# Occasional ED - Is This Normal?



## StickMan1 (Dec 15, 2012)

Wife and I are both 40 years old, married 15 years. Over the years, I've had small bouts with performance related ED, but overall, our sex life has been very good - good frequency, open with each other, into trying new things, etc. From time to time (maybe once a month or once every couple months), however, I still run into the mental block. It usually happens when sex is the last thing on my mind and we haven't been flirty and anticipating it that day, she'll initiate and because I'm tired or distracted in that moment, my brain triggers those performance issues from the past and I just can't get into it.

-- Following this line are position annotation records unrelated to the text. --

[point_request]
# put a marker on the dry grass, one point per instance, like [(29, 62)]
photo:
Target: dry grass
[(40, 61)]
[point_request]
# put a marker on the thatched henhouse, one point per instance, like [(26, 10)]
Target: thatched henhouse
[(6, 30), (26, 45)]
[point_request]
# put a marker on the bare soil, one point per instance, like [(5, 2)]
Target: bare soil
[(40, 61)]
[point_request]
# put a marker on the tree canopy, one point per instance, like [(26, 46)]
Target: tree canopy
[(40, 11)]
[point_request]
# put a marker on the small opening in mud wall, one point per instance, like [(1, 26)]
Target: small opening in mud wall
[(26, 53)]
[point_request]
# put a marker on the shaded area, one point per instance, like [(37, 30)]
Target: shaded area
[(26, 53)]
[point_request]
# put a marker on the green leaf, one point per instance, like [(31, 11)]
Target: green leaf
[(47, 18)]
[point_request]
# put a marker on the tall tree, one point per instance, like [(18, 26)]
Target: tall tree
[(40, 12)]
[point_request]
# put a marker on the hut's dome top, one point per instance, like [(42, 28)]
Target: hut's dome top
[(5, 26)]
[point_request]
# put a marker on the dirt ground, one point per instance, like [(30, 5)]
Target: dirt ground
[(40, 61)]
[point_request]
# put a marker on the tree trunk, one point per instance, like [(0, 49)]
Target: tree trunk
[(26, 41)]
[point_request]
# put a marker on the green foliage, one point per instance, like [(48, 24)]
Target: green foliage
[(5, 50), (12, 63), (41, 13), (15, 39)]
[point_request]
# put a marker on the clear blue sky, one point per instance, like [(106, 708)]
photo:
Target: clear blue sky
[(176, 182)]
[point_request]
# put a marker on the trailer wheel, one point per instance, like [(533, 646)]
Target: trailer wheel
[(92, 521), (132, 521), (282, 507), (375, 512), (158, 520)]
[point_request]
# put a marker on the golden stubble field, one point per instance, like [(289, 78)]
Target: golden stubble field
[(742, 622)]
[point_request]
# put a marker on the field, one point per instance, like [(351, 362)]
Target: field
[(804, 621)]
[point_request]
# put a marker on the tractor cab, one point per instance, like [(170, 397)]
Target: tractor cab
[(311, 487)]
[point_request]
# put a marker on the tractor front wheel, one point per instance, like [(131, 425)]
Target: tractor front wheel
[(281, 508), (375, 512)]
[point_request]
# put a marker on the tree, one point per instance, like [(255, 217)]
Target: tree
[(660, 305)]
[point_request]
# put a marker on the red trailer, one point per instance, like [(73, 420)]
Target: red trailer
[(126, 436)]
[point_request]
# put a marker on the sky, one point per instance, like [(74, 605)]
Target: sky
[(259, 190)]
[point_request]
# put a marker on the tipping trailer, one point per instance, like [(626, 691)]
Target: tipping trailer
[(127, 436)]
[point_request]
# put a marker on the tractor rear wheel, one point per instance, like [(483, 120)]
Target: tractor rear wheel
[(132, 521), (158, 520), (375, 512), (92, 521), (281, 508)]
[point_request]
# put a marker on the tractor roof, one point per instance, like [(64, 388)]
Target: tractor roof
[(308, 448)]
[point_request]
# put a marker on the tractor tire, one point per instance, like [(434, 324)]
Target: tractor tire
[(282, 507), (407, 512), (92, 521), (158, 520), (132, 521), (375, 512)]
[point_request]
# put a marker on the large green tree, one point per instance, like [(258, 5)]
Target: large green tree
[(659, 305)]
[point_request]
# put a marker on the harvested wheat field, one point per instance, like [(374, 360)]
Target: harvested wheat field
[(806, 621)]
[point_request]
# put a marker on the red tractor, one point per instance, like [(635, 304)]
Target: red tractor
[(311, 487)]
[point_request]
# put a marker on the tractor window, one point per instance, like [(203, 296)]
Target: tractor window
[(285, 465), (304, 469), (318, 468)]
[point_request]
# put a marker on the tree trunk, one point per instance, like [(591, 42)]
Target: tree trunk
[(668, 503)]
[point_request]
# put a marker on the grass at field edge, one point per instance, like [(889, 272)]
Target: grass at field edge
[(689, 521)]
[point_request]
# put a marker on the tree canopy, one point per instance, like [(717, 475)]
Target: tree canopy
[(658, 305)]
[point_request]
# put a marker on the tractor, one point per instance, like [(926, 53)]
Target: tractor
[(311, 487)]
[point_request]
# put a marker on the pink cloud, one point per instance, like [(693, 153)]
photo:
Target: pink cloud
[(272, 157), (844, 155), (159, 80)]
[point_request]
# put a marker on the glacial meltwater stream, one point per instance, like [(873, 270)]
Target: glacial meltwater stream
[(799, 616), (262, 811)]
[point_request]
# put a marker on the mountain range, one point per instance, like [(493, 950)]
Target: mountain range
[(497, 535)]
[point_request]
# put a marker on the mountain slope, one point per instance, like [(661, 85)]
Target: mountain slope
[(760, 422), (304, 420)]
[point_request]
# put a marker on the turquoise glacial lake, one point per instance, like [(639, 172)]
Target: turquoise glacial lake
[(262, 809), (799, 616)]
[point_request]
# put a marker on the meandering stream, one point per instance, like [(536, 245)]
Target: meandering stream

Am I the only one who plays these mental games sometimes? If you've been through something similar, how did you cope? 

I feel bad for her in these moments because she feels rejected, but again, it doesn't happen too often and she surely knows how attracted and in love I am with her.
_Posted via Mobile Device_


----------



## mineforever (Jan 31, 2013)

Here's a thread that might be helpful.

http://talkaboutmarriage.com/sex-marriage/69350-ed-erectile-dysfunction-help-tips-new-post.html
_Posted via Mobile Device_


----------



## Maneo (Dec 4, 2012)

As had often been said, the most powerful sex organ is the mind. Don't over think this and it should be fine.


----------



## StickMan1 (Dec 15, 2012)

Appreciate the responses. Thx!
_Posted via Mobile Device_


----------



## Stretch (Dec 12, 2012)

I have been trying guided imagery and self hypnosis with limited success. 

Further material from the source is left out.